By Jane Smith
    
    The contractor has begun installing a fence to block people from taking a short cut across the FEC Railway tracks in downtown Delray Beach.
    The work started on Oct. 3. It will take about two weeks for the aluminum rail fence to be finished along both sides of the tracks between Atlantic Avenue and Northeast First Street, said Joe Frantz, deputy director of public works. The fence will have pink bougainvillea planted at both ends and other native plants in between.
    The trespassing problem became a Delray Beach focus after the August 2016 death of Robin Landes, of Boca Raton. She was killed by a passing southbound freight train when she used a well-traveled path to cut across the tracks. Landes and her husband had left Johnny Brown’s on Atlantic.

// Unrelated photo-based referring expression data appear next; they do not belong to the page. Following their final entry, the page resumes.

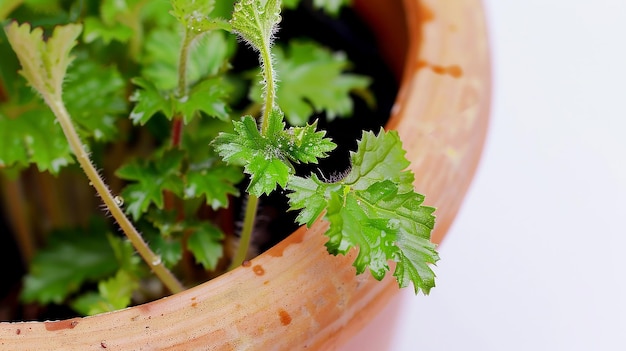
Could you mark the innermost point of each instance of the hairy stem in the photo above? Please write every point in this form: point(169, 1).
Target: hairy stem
point(246, 232)
point(253, 201)
point(181, 92)
point(270, 88)
point(153, 260)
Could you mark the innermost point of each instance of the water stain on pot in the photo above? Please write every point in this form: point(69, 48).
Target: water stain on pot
point(61, 325)
point(285, 318)
point(258, 270)
point(454, 71)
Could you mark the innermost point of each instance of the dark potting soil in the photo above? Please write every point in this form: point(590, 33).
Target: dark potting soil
point(347, 33)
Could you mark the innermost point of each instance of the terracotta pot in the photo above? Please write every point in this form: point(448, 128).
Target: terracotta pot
point(296, 295)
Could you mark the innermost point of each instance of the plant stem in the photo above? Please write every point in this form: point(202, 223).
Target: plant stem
point(253, 201)
point(270, 89)
point(246, 233)
point(181, 92)
point(153, 260)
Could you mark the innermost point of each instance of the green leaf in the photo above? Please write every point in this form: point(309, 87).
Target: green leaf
point(206, 245)
point(215, 181)
point(149, 101)
point(44, 63)
point(113, 294)
point(256, 21)
point(194, 15)
point(331, 7)
point(209, 96)
point(313, 80)
point(305, 144)
point(267, 158)
point(70, 259)
point(33, 137)
point(310, 196)
point(94, 97)
point(375, 209)
point(207, 57)
point(96, 29)
point(152, 178)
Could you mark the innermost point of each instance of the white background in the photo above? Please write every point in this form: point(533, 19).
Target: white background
point(536, 259)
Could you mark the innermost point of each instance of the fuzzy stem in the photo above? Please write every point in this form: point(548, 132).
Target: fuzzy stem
point(181, 93)
point(270, 87)
point(253, 201)
point(153, 260)
point(246, 232)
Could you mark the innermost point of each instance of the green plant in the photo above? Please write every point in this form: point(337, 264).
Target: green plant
point(189, 146)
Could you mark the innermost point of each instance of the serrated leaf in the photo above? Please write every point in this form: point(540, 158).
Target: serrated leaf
point(113, 294)
point(94, 97)
point(152, 178)
point(375, 209)
point(312, 80)
point(44, 63)
point(379, 157)
point(207, 56)
point(149, 101)
point(70, 259)
point(331, 7)
point(256, 22)
point(96, 29)
point(206, 245)
point(33, 137)
point(195, 15)
point(310, 196)
point(306, 144)
point(215, 182)
point(208, 96)
point(267, 158)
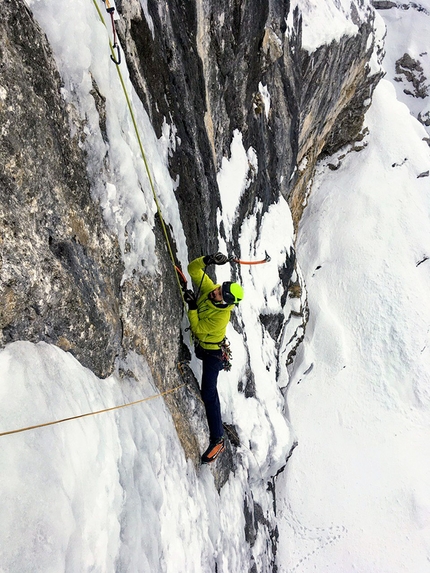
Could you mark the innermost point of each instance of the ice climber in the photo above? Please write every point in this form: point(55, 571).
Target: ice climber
point(209, 313)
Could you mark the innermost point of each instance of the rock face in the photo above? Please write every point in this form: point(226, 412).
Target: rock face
point(201, 66)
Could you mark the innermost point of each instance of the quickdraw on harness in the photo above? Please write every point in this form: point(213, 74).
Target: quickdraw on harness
point(110, 9)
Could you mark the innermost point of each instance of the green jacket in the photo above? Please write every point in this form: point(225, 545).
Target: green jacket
point(208, 323)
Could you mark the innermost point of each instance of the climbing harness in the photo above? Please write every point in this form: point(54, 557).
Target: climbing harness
point(111, 11)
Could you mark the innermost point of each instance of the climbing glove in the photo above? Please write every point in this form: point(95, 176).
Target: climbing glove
point(215, 259)
point(190, 299)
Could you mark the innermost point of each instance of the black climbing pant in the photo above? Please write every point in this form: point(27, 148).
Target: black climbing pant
point(212, 364)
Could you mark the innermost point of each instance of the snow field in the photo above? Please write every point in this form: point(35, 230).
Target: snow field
point(361, 414)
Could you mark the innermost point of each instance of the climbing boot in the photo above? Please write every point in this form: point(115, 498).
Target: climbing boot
point(213, 451)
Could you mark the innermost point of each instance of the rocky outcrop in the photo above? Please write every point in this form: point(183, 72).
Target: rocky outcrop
point(201, 69)
point(199, 66)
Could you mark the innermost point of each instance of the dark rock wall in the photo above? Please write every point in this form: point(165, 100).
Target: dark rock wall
point(61, 269)
point(198, 69)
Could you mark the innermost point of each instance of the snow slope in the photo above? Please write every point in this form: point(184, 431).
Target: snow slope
point(355, 494)
point(114, 492)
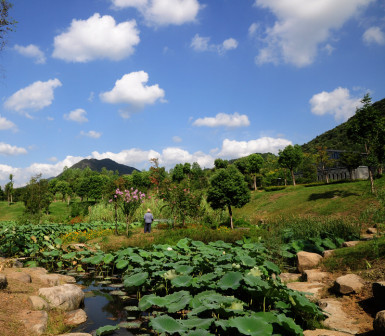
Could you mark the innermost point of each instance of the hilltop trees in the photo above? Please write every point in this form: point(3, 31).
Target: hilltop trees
point(368, 128)
point(228, 188)
point(290, 158)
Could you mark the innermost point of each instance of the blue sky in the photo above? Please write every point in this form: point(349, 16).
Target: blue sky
point(180, 80)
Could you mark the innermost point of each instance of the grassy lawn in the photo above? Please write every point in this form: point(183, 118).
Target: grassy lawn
point(346, 200)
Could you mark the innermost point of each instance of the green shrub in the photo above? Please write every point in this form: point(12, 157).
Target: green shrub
point(274, 188)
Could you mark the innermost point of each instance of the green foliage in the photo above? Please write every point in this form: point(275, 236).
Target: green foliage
point(227, 189)
point(37, 197)
point(290, 157)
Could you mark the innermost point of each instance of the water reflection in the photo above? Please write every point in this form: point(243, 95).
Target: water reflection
point(102, 308)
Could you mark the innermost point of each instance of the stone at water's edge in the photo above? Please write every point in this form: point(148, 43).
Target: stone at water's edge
point(65, 297)
point(56, 279)
point(20, 276)
point(379, 323)
point(75, 334)
point(378, 289)
point(290, 277)
point(349, 283)
point(35, 321)
point(38, 303)
point(351, 243)
point(325, 332)
point(3, 281)
point(337, 319)
point(312, 290)
point(75, 317)
point(307, 260)
point(316, 275)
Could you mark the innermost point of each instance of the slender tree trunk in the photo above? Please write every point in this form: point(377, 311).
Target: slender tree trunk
point(255, 182)
point(371, 180)
point(231, 216)
point(292, 176)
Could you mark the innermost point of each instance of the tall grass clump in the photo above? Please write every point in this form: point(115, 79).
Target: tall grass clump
point(296, 228)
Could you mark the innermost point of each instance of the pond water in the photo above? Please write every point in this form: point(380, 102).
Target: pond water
point(105, 304)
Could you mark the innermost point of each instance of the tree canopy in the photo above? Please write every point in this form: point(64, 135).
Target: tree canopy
point(228, 188)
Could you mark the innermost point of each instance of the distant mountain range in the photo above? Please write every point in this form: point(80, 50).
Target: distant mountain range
point(97, 165)
point(336, 138)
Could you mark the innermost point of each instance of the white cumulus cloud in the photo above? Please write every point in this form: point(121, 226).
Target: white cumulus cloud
point(374, 35)
point(33, 97)
point(9, 150)
point(163, 12)
point(131, 89)
point(99, 37)
point(223, 119)
point(78, 115)
point(302, 26)
point(6, 124)
point(91, 134)
point(31, 51)
point(200, 43)
point(338, 103)
point(232, 149)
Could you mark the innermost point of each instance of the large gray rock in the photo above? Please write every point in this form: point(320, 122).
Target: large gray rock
point(289, 277)
point(348, 284)
point(75, 334)
point(378, 289)
point(65, 297)
point(20, 276)
point(311, 290)
point(316, 275)
point(379, 323)
point(56, 279)
point(337, 319)
point(325, 332)
point(38, 303)
point(351, 243)
point(75, 317)
point(3, 281)
point(307, 260)
point(35, 321)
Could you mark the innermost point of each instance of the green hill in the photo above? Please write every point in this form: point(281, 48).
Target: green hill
point(336, 138)
point(97, 165)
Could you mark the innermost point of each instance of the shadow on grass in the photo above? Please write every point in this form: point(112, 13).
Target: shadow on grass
point(331, 194)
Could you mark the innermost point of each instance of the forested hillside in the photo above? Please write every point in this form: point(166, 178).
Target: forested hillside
point(336, 138)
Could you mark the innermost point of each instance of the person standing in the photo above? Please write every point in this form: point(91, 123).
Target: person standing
point(148, 219)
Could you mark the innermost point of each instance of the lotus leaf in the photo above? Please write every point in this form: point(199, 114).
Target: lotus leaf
point(106, 330)
point(170, 274)
point(136, 279)
point(230, 280)
point(199, 332)
point(198, 323)
point(167, 324)
point(254, 326)
point(121, 264)
point(182, 281)
point(183, 269)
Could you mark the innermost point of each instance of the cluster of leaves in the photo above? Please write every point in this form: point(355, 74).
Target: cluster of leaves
point(194, 288)
point(221, 288)
point(28, 240)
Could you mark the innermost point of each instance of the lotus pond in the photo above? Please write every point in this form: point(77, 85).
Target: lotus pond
point(190, 288)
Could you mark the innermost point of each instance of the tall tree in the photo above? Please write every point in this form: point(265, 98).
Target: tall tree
point(324, 162)
point(367, 127)
point(36, 196)
point(290, 158)
point(228, 188)
point(350, 161)
point(6, 24)
point(254, 164)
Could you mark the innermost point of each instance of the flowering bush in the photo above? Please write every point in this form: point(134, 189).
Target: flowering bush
point(128, 201)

    “On any given day or night, I can see multiple people, including adults with children, trespassing across the tracks between designated crossings,” said Mayor Cary Glickstein.
    “It may seem easy to cross the tracks, which is a trespass, with slower-moving freight trains using very loud horn blasts,” he said. “It’s quite another with high-speed trains that will eventually pass through Delray 32 times daily without any audible warning horns.”
    Brightline, the new name for All Aboard Florida, plans to start its express passenger rail service on the FEC tracks by the end of the year. In South Florida, Brightline will make three stops — West Palm Beach, Fort Lauderdale and Miami.
    The county’s Metropolitan Planning Organization paid to install quiet zones at most intersections, allowing the Brightline trains to zip without horn blasts through the southern part of the county. The quiet zones can include such items as dual gates on the travel lanes and a concrete median between the travel lanes.
    Delray Beach resident Patrick Halliday, vice chairman of Human Powered Delray, brought up pedestrian-safety concerns to the City Commission following the death of Landes.
    “I’m pleased to see this day coming,” Halliday said. “I got involved because of my concerns for pedestrian safety in my city of Delray Beach.”
    He thanked the mayor and City Commission for their efforts to push for a pedestrian barrier.
    FEC will have a worker present during the fence installation, Frantz said. The fence sits on FEC-owned land and the company wants to make sure that its signals and other electronics are not disturbed during the fence installation process, he said.
    Bill Wilsher, the city’s landscape planner, helped to select the plants.
    The bougainvillea at both ends will be the dwarf variety, he said. “The FEC people didn’t want anything growing over the top of the fence line,” Wilsher said.

    “The safety barrier is very much needed to push people down to desig-nated crossings,” Glickstein said.